Contact laser-assisted EBUS-TBNB demonstrated superior diagnostic accuracy compared to EBUS-TBNA for evaluating mediastinal or hilar lymph nodes and may be used as an alternative to EBUS-TBNA.

Data availability statement

The datasets generated and/or analyzed during the current study are not publicly available due to privacy concerns related to patient data. Access to these data can be provided upon reasonable request to the corresponding author, subject to ethical approval and data protection regulations.

Ethics statement

The studies involving humans were approved by the Ethics Review Board of Tianjin Medical University General Hospital. The studies were conducted in accordance with the local legislation and institutional requirements. The participants provided their written informed consent to participate in this study.

Author contributions

WZ: Data curation, Writing – original draft, Writing – review & editing. TW: Data curation, Methodology, Writing – original draft. CY: Formal analysis, Writing – original draft. YW: Writing – review & editing. NW: Conceptualization, Methodology, Writing – original draft. JF: Conceptualization, Writing – review & editing.

Funding

The author(s) declare that financial support was received for the research, authorship, and/or publication of this article.

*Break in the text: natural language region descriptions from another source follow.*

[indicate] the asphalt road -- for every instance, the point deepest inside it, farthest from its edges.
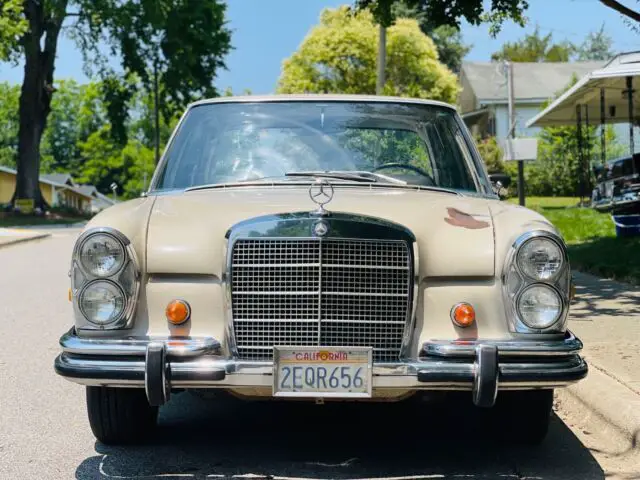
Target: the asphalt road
(44, 433)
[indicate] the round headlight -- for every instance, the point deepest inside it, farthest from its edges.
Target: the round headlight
(102, 302)
(101, 255)
(540, 258)
(539, 306)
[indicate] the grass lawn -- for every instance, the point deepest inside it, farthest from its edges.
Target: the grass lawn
(591, 238)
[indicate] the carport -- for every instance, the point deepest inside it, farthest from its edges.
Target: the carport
(604, 96)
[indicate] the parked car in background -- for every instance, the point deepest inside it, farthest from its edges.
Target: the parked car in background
(323, 248)
(617, 187)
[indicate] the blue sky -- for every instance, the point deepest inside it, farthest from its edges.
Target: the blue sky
(267, 31)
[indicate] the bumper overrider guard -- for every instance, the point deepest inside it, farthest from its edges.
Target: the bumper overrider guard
(482, 366)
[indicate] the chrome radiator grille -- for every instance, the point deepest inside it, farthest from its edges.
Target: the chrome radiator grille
(320, 292)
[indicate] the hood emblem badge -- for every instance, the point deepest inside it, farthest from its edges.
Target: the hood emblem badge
(321, 193)
(321, 228)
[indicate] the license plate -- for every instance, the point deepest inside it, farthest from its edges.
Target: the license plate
(339, 372)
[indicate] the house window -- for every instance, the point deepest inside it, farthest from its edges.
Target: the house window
(491, 125)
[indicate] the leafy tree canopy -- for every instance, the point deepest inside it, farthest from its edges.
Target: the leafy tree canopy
(179, 43)
(535, 47)
(451, 12)
(597, 46)
(447, 38)
(339, 56)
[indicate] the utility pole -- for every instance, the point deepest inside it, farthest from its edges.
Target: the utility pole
(382, 58)
(512, 128)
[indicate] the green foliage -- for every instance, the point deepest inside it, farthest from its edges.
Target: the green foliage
(78, 139)
(9, 97)
(451, 12)
(535, 48)
(447, 38)
(184, 41)
(597, 46)
(12, 27)
(76, 112)
(339, 56)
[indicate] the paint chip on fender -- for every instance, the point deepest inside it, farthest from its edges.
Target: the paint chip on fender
(464, 220)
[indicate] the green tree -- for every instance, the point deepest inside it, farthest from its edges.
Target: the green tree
(9, 98)
(185, 41)
(535, 47)
(12, 26)
(76, 112)
(339, 56)
(441, 12)
(597, 46)
(447, 38)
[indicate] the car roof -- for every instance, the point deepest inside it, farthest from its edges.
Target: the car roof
(320, 98)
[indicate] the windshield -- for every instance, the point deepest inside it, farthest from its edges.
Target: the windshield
(395, 143)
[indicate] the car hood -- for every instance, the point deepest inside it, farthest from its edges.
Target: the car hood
(454, 233)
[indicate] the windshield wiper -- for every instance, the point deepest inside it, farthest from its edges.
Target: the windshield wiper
(356, 176)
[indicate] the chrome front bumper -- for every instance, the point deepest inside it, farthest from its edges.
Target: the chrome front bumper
(482, 366)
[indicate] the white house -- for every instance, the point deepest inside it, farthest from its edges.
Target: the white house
(483, 100)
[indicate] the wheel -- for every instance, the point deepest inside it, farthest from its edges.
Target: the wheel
(120, 415)
(525, 415)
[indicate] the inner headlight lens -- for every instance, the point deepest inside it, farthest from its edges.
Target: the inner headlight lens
(102, 255)
(540, 259)
(102, 302)
(539, 306)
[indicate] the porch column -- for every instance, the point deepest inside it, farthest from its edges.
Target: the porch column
(630, 104)
(603, 123)
(579, 135)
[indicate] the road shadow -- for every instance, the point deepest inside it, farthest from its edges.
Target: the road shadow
(600, 297)
(200, 438)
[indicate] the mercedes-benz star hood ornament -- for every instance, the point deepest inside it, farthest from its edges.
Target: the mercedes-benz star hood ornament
(321, 192)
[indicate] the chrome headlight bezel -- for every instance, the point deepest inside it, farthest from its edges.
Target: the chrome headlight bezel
(515, 281)
(127, 278)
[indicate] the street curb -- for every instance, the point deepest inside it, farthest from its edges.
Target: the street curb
(25, 239)
(610, 399)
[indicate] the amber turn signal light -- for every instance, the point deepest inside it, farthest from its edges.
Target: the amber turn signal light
(178, 312)
(463, 315)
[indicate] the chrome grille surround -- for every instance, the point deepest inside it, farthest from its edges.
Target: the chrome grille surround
(330, 291)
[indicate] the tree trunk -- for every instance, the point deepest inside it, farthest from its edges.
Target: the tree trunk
(382, 59)
(36, 94)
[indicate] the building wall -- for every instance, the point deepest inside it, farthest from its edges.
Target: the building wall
(524, 113)
(466, 99)
(7, 187)
(47, 193)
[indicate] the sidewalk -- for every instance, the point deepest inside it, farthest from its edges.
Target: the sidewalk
(10, 236)
(605, 315)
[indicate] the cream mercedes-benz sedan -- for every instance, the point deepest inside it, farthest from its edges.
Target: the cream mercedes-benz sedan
(324, 248)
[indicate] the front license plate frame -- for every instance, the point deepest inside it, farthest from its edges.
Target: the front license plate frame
(363, 358)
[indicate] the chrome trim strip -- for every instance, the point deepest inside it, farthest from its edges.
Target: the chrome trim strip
(405, 347)
(569, 345)
(215, 372)
(137, 346)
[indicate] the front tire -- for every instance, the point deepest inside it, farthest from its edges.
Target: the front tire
(525, 415)
(120, 415)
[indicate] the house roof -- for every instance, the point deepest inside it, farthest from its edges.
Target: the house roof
(531, 81)
(58, 178)
(47, 179)
(610, 81)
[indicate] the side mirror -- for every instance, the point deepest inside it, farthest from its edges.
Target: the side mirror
(502, 179)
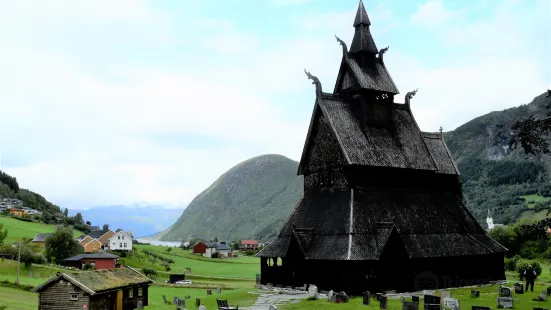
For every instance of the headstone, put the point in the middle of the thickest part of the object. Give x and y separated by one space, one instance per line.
431 300
445 294
383 302
519 288
505 302
366 298
451 303
410 305
331 296
543 295
505 292
313 292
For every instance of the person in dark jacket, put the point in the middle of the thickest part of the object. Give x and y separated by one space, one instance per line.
530 275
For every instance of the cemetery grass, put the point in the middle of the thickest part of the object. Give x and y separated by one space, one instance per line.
17 230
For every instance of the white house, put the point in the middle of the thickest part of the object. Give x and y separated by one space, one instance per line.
120 241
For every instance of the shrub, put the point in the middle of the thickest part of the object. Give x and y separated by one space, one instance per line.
149 272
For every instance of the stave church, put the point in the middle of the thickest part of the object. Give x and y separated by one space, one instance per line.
382 207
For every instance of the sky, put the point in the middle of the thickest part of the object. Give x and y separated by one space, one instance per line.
135 102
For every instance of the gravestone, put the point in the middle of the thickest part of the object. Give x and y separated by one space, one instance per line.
431 300
445 294
366 298
543 295
451 303
505 292
410 305
505 302
519 288
313 292
383 302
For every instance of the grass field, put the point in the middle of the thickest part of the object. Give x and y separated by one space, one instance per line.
531 200
238 267
18 230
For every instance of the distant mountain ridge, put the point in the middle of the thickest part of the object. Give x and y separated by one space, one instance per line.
251 200
254 198
140 220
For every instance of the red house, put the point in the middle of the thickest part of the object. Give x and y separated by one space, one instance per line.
248 245
100 260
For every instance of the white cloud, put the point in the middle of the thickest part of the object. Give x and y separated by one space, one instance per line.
432 13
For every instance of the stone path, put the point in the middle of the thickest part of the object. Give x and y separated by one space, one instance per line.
266 299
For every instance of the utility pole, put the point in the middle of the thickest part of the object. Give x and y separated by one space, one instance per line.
18 264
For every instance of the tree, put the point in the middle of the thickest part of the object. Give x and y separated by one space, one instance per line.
61 245
532 133
3 233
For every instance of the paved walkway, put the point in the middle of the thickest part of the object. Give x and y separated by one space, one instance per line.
265 300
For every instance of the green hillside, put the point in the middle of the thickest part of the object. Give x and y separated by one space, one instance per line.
17 230
251 200
507 182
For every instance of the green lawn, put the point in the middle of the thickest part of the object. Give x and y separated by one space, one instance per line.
18 230
239 267
531 200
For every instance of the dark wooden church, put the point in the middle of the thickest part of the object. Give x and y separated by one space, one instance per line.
382 206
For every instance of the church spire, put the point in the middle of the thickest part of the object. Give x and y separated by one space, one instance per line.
363 41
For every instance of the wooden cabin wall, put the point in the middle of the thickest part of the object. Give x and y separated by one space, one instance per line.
58 297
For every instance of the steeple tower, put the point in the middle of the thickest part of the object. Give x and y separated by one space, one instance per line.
363 47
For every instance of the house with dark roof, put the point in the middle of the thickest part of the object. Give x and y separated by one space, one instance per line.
121 288
382 207
208 249
40 239
100 260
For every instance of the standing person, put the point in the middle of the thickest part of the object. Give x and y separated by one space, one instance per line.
530 275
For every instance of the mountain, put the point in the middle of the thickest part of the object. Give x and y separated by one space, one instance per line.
254 198
251 200
507 182
141 221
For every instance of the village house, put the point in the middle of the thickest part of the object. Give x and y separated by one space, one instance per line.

This study was supported by Tianjin Key Medical Discipline (specialty) Construction Project (TJYXZDXK-008A).

Acknowledgments

We would like to thank Editage (www.editage.cn) for English language editing.

Conflict of interest

The authors declare that the research was conducted in the absence of any commercial or financial relationships that could be construed as a potential conflict of interest.

Generative AI statement

The authors declare that no Generative AI was used in the creation of this manuscript.

Publisher’s note

All claims expressed in this article are solely those of the authors and do not necessarily represent those of their affiliated organizations, or those of the publisher, the editors and the reviewers. Any product that may be evaluated in this article, or claim that may be made by its manufacturer, is not guaranteed or endorsed by the publisher.

Abbreviations

EBUS, endobronchial ultrasound; TBNA, transbronchial needle aspiration; TDB, tunnel drilling biopsy; CT, computed tomography; BMI, body mass index; TBLA, tuberculous lymphadenitis; IFB, interventional flexible bronchoscopy; ca-TBFB, cautery-assisted transbronchial forceps biopsy; NA, needle aspiration; PET, positron emission tomography.